Hopman et al. (2011) demonstrated a cumulative prevalence of 100% within 48 h after the birth of piglets. This intestinal colonization in new-born piglets occurs during the first hours of life, although clinical manifestations only occur in specific circumstances (Hopman et al., 2011). An important age effect was observed in the C. difficile colonization and several studies reported a significant decrease in isolation rates over time for piglets after the first week of life (Alvarez-Pérez et al., 2009; Weese, 2009; Rodriguez et al., 2012). Our results indicate a decrease in colonization rates to below 10% after the first month of life. Among the population groups analyzed in the present study, carriage rates ranged from 7.69% of 2- to 3-month-old pigs to 32.56% of piglets <15 days old. A likely explanation for this age effect is that the bacterium is better able to colonize and proliferate in the intestinal tract of younger animals, where the gut microbiota is less developed.
Conclusion
This study demonstrates that subclinical colonization in piglets could be a significant reservoir of C. difficile and a potential source of bacteria for community-acquired C. difficile disease.

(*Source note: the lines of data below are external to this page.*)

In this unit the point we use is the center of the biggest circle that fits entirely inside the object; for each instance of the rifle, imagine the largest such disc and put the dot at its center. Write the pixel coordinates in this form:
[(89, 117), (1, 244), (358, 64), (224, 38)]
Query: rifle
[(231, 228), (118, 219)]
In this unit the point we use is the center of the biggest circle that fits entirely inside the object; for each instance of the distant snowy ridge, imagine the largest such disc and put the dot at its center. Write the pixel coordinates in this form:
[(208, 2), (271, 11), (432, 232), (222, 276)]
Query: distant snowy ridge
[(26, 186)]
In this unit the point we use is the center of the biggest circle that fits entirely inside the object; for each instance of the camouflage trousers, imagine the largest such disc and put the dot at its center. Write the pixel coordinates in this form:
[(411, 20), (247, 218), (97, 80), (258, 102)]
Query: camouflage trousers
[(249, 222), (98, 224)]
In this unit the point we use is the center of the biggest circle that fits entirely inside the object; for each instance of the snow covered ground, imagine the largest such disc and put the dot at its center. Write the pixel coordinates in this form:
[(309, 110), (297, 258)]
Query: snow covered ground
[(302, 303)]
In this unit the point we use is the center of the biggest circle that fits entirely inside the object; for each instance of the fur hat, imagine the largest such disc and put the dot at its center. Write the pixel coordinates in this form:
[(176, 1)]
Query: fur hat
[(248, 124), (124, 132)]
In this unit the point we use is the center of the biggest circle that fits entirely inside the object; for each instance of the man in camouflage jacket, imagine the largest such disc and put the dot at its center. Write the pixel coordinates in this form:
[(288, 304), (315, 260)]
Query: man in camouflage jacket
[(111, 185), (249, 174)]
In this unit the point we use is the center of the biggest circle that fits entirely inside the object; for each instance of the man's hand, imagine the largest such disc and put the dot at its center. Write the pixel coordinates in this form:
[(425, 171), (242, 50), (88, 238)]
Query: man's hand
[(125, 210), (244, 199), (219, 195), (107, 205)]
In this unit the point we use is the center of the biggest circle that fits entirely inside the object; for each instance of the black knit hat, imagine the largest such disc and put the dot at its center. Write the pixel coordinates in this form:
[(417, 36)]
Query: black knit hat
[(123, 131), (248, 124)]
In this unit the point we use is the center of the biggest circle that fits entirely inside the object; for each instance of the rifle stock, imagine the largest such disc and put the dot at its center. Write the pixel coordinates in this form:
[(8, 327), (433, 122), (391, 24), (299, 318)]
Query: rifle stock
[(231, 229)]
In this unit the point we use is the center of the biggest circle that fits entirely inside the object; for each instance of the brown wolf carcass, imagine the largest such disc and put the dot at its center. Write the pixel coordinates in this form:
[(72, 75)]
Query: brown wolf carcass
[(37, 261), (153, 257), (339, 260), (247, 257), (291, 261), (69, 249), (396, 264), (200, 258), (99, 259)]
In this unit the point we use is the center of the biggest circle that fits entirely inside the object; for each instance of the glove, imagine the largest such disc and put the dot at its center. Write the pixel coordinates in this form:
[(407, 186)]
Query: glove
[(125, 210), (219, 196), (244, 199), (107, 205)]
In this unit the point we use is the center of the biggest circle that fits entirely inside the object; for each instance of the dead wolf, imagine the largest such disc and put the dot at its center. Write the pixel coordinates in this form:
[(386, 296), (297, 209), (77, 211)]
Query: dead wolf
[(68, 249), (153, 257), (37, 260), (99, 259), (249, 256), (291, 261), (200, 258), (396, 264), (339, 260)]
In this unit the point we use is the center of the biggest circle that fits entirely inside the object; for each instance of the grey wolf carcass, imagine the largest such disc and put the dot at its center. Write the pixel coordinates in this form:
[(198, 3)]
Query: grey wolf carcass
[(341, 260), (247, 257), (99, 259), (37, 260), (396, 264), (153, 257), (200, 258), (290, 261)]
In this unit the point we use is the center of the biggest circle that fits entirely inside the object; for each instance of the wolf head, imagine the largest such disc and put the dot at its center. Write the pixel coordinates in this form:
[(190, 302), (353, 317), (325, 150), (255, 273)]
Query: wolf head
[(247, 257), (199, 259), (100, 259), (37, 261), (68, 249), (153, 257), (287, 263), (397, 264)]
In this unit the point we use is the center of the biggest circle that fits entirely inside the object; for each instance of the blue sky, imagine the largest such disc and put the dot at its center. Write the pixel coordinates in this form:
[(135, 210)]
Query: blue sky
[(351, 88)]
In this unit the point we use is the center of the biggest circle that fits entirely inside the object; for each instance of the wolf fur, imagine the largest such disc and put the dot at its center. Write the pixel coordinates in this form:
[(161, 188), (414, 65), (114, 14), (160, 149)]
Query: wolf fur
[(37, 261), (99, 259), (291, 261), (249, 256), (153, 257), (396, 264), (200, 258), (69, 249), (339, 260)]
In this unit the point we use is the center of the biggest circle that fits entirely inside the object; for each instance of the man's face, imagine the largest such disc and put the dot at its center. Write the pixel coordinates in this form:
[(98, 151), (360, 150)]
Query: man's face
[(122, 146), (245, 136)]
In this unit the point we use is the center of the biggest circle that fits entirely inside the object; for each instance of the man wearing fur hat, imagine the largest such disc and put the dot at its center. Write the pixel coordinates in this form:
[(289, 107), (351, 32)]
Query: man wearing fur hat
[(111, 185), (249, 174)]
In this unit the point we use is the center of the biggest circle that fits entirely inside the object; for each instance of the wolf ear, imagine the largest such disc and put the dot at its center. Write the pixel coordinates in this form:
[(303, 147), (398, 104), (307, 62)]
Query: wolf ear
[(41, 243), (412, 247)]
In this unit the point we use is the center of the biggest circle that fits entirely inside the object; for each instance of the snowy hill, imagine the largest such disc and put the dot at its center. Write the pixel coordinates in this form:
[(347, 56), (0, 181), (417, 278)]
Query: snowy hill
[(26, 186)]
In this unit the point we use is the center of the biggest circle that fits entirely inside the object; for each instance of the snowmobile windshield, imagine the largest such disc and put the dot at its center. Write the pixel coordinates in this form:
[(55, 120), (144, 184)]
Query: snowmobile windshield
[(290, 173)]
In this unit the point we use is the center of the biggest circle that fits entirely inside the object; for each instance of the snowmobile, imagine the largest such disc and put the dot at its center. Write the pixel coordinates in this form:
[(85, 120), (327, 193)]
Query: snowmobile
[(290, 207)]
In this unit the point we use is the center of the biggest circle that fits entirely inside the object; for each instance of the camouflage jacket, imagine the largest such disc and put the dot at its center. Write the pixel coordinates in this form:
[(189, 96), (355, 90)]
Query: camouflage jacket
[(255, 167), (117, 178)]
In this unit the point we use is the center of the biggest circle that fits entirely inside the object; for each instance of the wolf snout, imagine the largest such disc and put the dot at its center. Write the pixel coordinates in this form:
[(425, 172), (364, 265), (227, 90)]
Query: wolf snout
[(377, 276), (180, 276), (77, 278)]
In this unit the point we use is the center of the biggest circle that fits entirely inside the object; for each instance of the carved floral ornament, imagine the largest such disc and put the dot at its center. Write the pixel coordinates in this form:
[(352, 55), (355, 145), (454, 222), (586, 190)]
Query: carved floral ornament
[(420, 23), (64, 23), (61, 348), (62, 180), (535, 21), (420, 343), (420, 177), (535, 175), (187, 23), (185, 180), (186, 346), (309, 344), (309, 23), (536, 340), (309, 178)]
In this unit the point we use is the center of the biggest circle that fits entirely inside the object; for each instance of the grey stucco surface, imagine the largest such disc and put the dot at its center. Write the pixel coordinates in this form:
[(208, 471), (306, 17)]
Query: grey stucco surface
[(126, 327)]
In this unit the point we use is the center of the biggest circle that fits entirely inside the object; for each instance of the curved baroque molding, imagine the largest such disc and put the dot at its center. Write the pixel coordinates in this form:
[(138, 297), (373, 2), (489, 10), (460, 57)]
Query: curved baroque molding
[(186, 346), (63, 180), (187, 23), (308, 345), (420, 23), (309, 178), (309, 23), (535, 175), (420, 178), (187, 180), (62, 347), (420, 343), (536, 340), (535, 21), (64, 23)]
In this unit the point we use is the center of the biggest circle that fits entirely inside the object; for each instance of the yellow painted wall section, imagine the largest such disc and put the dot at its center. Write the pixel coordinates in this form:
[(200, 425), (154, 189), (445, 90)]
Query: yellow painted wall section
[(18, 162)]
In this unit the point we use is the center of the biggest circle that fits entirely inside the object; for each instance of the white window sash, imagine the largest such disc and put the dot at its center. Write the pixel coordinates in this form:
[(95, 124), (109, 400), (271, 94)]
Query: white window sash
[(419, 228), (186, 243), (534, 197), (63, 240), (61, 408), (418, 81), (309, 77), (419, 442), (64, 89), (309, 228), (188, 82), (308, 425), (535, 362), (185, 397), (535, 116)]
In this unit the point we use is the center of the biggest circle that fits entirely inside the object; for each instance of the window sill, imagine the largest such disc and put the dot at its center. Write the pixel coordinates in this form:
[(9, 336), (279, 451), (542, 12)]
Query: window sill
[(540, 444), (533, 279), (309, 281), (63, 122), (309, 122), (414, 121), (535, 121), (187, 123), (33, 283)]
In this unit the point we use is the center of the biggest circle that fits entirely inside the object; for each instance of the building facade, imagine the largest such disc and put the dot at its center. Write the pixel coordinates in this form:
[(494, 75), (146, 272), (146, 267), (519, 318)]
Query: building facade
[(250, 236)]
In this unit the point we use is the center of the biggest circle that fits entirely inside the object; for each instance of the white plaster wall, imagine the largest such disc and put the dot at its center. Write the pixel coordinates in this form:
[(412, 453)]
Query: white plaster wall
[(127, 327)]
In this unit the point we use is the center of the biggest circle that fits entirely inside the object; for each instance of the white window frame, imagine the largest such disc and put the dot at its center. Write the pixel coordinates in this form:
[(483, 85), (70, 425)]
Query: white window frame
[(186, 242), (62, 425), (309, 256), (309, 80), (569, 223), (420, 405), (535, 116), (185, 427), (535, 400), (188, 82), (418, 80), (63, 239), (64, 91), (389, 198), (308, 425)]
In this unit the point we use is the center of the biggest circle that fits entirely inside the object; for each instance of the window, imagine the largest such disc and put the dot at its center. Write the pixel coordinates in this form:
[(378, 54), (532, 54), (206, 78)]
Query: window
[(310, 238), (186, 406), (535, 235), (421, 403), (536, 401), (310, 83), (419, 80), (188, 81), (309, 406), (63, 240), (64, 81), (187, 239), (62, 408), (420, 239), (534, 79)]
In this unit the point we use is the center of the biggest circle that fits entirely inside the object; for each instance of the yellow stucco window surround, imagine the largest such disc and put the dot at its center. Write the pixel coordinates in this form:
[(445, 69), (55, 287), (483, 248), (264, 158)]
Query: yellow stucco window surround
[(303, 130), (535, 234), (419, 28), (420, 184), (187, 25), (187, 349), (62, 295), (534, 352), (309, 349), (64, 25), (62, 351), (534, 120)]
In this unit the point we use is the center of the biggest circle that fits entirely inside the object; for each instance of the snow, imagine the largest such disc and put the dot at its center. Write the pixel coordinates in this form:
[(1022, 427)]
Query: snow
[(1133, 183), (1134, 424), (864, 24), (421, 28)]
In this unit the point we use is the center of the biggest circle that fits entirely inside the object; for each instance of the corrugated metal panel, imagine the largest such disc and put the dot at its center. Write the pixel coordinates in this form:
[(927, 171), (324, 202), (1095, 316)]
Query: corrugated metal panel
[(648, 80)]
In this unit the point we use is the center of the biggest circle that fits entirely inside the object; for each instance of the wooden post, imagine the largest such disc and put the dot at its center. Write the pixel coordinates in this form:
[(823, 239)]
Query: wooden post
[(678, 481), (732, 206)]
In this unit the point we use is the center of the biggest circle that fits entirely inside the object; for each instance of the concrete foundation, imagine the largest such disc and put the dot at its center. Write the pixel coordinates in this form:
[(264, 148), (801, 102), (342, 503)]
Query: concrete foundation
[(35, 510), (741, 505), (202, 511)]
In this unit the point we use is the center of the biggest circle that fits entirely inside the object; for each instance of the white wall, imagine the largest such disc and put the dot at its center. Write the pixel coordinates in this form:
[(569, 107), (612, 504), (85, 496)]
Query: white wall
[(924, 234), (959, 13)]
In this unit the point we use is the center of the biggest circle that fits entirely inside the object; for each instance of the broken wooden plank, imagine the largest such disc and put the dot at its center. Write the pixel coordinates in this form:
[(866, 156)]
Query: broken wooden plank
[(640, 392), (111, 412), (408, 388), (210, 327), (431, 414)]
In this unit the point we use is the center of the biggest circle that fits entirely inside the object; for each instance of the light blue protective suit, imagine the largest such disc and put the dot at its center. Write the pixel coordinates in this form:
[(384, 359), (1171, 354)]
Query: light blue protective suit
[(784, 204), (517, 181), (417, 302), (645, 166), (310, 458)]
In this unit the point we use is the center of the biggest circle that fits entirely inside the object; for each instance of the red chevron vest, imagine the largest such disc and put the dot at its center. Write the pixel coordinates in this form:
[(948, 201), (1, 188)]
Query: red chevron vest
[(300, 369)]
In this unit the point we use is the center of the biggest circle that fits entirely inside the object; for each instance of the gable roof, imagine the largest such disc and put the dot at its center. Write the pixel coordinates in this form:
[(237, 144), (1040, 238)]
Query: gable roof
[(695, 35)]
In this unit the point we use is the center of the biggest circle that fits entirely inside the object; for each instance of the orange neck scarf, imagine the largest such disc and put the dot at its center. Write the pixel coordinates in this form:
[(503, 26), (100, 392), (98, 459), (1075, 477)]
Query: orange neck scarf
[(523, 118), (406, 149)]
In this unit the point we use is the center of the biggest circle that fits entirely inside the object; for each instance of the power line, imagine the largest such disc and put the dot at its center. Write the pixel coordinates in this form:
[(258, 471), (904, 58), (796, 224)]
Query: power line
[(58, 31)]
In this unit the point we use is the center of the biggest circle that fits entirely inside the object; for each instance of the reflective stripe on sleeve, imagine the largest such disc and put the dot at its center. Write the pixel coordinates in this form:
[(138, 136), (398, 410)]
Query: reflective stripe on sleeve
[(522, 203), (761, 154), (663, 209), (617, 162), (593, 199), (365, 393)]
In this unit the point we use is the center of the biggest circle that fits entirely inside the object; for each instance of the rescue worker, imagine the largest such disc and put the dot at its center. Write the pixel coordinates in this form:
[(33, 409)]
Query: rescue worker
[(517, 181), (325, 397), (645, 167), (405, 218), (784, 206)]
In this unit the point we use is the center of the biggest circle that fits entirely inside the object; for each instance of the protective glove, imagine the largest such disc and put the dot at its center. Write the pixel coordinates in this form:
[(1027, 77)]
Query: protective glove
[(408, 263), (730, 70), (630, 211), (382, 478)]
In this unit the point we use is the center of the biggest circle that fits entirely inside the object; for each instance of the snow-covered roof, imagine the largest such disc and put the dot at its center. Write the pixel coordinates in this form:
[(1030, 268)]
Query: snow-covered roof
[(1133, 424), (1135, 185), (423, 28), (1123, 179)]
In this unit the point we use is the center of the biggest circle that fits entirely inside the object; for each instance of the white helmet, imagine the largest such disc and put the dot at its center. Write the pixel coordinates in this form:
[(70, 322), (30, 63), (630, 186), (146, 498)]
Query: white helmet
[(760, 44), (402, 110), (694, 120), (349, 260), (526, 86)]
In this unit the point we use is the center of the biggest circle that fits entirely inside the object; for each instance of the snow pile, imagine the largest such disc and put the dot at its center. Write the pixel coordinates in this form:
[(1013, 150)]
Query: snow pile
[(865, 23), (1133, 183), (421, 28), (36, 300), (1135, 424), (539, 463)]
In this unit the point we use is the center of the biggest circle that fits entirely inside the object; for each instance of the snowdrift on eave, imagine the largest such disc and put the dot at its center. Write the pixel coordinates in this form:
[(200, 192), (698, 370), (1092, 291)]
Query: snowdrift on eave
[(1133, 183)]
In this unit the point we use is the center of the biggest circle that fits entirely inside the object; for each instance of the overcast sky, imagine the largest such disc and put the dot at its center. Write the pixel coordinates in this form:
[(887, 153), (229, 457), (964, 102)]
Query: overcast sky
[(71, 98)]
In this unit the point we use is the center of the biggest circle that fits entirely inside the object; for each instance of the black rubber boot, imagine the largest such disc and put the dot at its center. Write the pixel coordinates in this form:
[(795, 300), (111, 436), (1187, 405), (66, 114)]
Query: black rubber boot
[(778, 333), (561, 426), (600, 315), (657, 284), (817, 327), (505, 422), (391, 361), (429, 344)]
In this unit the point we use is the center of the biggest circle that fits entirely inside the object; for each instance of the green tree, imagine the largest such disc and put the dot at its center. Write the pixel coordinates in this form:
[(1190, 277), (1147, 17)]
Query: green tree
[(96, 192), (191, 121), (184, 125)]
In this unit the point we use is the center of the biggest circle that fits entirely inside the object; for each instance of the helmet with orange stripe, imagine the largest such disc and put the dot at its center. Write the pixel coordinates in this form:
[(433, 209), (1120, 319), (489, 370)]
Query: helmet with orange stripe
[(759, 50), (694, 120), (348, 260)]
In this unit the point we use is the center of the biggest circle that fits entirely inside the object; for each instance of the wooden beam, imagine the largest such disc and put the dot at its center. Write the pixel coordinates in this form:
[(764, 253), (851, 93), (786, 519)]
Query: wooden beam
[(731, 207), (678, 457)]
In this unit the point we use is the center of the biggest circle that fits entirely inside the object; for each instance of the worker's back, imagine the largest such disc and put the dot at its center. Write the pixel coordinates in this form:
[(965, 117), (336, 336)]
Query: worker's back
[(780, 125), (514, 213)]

Currently, no guidelines are available for the detection of C. difficile in animals. Our results support the use of an enrichment broth supplemented with sodium taurocholate before plating on a solid medium; therefore, this step is recommended to maximize the C. difficile recovery. The establishment of a standardized method could be useful in the implementation of measures to prevent C. difficile transmission to farm personnel or its entry into the food chain by contamination of carcasses at slaughterhouses.
Ethics Statement
The study received approval from the University Ethics Committee for Animal Experimentation and the Autonomic Community of Murcia Region Ethics Committee (Study protocol No. A13150101). The study was carried out in accordance with EU Directive 2010/63/EU for the care and use of animals for scientific purposes.
Footnotes
Acknowledgment
This work was supported by the University of Murcia and the Regional Campus of International Excellence Campus Mare Nostrum.
Disclosure Statement
No competing financial interests exist.